1-phyper(233, 342, 549, 314)
## [1] 0
So the p-value equals zero. If we ran fisher.test in R, we would get the following.
(myfet=fisher.test(t, alternative='greater'))
##
## Fisher's Exact Test for Count Data
##
## data: t
## p-value < 2.2e-16
## alternative hypothesis: true odds ratio is greater than 1
## 95 percent confidence interval:
## 9.247349 Inf
## sample estimates:
## odds ratio
## 12.30265
The Fisher’s Exact Test in R estimates the odds ratios (OR). Odds ratios equal to 1 reflect no difference. The odds ratio is calculated (without correction) by taking the number of females who lived divided by the number of females who died (to get the odds of female living) and then that is divided by the number of males who lived divided by the number of males who died. In our case that is (233/81)/(109/468). A correction for small cell counts (Haldane-Ambscombe) is often used, although we don’t have that problem here.
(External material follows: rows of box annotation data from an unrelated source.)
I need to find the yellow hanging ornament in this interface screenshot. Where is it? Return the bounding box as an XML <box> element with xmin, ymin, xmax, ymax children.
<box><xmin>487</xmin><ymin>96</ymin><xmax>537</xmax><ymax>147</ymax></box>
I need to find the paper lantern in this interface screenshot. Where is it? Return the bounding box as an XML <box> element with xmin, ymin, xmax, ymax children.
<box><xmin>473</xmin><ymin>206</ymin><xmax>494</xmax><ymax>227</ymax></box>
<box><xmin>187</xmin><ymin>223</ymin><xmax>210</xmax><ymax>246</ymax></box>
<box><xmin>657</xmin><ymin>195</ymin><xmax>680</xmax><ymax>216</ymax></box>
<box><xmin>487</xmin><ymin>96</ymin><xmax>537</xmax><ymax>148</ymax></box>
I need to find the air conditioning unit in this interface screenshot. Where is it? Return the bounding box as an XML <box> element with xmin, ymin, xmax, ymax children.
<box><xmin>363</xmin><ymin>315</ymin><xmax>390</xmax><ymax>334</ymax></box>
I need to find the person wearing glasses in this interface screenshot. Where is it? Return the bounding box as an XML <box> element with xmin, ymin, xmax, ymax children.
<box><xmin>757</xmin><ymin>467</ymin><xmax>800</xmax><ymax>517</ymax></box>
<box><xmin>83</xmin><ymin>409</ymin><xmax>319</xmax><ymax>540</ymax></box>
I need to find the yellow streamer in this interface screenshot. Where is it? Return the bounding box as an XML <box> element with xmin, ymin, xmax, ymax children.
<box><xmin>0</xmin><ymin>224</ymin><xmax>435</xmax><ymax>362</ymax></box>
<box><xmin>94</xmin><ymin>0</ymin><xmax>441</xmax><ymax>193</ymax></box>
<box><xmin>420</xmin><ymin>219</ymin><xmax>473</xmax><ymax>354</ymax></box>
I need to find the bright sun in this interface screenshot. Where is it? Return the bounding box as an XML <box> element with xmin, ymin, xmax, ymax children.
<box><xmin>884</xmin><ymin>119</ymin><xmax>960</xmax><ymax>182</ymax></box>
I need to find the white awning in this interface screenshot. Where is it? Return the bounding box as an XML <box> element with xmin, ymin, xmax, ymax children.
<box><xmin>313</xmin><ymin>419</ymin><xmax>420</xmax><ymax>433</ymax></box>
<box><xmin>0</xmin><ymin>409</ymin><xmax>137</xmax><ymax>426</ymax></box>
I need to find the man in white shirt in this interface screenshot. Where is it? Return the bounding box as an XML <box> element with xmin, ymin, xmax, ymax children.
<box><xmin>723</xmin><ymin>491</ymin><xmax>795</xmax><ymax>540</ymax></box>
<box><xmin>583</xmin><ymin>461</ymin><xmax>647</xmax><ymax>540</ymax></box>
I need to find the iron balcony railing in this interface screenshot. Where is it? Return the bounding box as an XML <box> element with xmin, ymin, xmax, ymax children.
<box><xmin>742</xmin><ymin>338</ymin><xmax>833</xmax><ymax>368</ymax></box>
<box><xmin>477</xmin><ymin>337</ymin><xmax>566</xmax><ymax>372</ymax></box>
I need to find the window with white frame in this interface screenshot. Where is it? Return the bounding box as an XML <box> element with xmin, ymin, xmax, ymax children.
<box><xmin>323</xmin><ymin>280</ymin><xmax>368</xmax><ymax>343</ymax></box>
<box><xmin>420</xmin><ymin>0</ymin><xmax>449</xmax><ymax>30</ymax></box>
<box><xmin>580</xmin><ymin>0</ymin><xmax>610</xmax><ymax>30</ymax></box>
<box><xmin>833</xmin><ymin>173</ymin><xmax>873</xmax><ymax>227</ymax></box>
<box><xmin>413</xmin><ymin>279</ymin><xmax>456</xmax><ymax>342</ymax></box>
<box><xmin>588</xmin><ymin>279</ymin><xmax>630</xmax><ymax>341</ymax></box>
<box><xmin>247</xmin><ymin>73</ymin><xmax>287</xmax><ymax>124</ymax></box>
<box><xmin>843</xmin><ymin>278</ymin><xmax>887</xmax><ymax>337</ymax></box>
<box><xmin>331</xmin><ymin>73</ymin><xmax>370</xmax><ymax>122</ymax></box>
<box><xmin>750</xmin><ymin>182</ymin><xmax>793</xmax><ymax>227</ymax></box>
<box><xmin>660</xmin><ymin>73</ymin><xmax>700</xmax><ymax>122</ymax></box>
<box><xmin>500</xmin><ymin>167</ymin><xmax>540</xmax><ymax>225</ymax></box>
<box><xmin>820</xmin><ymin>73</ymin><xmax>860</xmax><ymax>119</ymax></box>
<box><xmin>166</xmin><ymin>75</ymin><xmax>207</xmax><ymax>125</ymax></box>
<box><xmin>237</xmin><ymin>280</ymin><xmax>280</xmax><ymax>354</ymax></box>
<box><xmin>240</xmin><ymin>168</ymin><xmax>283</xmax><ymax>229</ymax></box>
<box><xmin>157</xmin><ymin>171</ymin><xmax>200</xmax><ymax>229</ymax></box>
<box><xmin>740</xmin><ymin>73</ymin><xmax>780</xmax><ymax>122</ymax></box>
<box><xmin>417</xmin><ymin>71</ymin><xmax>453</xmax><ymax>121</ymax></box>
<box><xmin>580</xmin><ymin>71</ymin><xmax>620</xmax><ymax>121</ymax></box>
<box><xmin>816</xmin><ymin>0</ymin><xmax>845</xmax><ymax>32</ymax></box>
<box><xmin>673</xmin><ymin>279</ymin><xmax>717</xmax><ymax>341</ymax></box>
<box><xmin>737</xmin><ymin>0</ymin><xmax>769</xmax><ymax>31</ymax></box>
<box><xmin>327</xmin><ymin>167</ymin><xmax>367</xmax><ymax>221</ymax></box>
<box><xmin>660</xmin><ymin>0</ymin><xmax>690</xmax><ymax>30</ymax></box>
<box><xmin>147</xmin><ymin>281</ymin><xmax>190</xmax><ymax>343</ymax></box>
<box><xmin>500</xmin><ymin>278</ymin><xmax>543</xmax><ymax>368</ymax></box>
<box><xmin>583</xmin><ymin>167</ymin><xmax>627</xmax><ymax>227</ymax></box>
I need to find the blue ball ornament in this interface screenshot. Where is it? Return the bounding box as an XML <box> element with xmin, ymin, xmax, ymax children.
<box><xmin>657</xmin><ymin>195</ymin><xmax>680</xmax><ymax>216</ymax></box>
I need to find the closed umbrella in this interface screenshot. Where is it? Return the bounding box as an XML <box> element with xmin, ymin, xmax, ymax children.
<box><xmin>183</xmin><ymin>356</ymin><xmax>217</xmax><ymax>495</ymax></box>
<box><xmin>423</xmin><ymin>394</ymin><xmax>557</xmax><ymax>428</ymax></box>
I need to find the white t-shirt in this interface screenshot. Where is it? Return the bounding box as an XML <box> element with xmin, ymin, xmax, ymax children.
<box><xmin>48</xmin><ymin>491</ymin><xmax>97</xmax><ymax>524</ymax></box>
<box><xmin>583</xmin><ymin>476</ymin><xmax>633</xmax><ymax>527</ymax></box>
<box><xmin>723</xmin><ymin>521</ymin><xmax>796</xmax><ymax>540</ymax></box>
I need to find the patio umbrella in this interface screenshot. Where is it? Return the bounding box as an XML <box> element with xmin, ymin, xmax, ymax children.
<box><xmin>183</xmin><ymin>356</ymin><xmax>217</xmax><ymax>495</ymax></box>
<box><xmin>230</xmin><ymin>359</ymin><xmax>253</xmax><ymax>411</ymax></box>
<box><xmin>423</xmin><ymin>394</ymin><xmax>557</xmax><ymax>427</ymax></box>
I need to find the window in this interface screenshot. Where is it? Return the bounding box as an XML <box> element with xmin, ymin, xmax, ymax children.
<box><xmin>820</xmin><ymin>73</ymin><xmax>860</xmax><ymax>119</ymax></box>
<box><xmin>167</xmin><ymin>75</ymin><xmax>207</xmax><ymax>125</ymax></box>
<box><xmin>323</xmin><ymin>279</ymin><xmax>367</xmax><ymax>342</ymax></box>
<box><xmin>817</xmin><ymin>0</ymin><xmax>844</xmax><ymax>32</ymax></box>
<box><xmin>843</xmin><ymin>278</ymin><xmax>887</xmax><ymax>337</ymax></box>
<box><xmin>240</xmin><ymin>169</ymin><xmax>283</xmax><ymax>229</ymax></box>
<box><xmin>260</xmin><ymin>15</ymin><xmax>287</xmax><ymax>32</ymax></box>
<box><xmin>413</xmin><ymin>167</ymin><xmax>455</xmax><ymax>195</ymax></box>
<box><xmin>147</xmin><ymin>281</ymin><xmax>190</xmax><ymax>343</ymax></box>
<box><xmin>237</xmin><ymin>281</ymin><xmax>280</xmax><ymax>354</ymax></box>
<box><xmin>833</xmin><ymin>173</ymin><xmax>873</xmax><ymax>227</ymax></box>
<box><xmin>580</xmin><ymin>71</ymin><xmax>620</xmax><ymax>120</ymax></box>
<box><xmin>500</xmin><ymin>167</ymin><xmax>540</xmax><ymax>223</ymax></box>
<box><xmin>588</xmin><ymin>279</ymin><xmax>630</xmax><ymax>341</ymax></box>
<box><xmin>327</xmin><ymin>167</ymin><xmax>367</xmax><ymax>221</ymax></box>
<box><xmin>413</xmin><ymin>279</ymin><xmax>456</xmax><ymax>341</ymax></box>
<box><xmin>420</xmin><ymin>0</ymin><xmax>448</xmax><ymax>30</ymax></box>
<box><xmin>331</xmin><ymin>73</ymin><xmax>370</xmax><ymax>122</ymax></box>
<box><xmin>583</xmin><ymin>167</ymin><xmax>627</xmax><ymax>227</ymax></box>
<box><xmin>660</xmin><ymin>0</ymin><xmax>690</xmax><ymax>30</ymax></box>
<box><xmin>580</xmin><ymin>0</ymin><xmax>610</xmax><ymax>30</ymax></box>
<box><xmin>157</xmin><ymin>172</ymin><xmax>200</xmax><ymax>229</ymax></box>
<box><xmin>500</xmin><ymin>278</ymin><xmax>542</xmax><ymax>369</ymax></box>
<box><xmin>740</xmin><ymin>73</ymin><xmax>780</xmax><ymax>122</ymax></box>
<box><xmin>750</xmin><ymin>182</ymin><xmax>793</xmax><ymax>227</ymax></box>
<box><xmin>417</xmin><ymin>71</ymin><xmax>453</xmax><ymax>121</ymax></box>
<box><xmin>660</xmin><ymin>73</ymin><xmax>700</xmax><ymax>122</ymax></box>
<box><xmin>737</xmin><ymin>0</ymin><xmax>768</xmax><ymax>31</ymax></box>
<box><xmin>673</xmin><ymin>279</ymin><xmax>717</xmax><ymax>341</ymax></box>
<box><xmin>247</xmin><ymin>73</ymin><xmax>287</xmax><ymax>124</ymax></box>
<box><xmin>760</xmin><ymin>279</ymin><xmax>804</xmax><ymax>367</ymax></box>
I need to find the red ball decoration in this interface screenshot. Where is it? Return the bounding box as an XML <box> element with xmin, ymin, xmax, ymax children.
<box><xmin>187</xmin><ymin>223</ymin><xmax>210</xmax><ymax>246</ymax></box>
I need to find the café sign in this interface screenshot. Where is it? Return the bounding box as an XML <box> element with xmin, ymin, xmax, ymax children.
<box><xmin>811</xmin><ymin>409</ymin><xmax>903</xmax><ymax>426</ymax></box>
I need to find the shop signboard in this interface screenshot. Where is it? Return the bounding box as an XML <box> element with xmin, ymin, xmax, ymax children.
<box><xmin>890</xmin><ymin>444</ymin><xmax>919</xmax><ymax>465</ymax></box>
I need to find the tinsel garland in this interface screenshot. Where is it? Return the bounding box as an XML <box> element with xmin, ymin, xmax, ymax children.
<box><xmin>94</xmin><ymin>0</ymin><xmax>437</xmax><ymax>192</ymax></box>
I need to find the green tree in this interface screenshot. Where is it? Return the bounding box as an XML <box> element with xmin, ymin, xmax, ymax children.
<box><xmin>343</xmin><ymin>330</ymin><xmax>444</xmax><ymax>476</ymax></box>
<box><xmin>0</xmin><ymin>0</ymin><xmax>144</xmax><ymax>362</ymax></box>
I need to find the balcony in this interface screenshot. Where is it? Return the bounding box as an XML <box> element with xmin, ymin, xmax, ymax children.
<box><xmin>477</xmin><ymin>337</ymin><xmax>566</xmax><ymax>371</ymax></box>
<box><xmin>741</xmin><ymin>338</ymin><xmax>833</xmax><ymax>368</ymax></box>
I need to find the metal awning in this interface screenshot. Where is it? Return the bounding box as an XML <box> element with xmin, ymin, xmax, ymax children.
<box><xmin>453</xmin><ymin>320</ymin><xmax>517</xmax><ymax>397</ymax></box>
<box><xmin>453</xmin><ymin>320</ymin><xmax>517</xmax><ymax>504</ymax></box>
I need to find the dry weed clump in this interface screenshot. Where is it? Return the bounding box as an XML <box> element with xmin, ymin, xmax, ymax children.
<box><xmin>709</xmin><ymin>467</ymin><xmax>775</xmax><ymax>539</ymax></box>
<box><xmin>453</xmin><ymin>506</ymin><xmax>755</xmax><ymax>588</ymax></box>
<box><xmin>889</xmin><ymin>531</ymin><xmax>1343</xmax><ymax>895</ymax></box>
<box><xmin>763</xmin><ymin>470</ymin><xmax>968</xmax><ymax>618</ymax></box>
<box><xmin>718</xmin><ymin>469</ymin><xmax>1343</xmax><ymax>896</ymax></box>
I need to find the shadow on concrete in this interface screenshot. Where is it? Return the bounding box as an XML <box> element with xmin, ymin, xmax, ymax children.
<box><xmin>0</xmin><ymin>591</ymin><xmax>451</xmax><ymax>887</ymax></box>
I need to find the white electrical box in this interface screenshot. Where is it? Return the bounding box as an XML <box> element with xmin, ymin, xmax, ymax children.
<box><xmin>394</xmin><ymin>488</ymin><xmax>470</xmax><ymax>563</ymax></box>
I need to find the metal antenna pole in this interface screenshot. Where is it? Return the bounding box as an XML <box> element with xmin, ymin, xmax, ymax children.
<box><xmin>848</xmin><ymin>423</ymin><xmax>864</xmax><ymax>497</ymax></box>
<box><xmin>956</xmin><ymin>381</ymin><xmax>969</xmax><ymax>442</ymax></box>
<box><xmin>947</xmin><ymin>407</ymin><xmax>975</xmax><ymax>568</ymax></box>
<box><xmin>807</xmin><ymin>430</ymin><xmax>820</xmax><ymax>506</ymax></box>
OR=(233/81)/(109/468) #uncorrected
ORadj=(233.5/81.5)/(109.5/468.5) #corrected
OR3=myfet$estimate
myans=c(OR,ORadj,OR3)
names(myans)=c('Manual', 'Manual Adj.', 'FET from R')
myans
## Manual Manual Adj. FET from R
## 12.35066 12.25814 12.30265
You can see that is very close to the ratio above. The lower confidence interval for the odds ratios is calculated as follows \(\exp (\log (OR)+Z_\alpha\sigma)\). \(\sigma = \sqrt {1/a+1/b+1/c+1/d}\) where a through d are the individual cell counts. Once again, these are close to R’s calculations.
a1=exp(log(OR)+qnorm(.05)*sqrt(1/t[1,1]+1/t[1,2]+1/t[2,1]+1/t[2,2])) #uncorrected
a2=exp(log(ORadj)+qnorm(.05)*sqrt(1/(t[1,1]+.05)+1/(t[1,2]+.05)+1/(t[2,1]+.05)+1/(t[2,2]+.05))) #corrected
a3=myfet$conf.int[1]
ans4=c(a1,a2,a3)
names(ans4)=c('Manual', 'Manual Adj.', 'FET from R')
ans4
## Manual Manual Adj. FET from R
## 9.381370 9.311690 9.247349
There are million ways to approach problems, and given reasonable assumptions that hold across the methods chosen, the calculations will be nearly identical.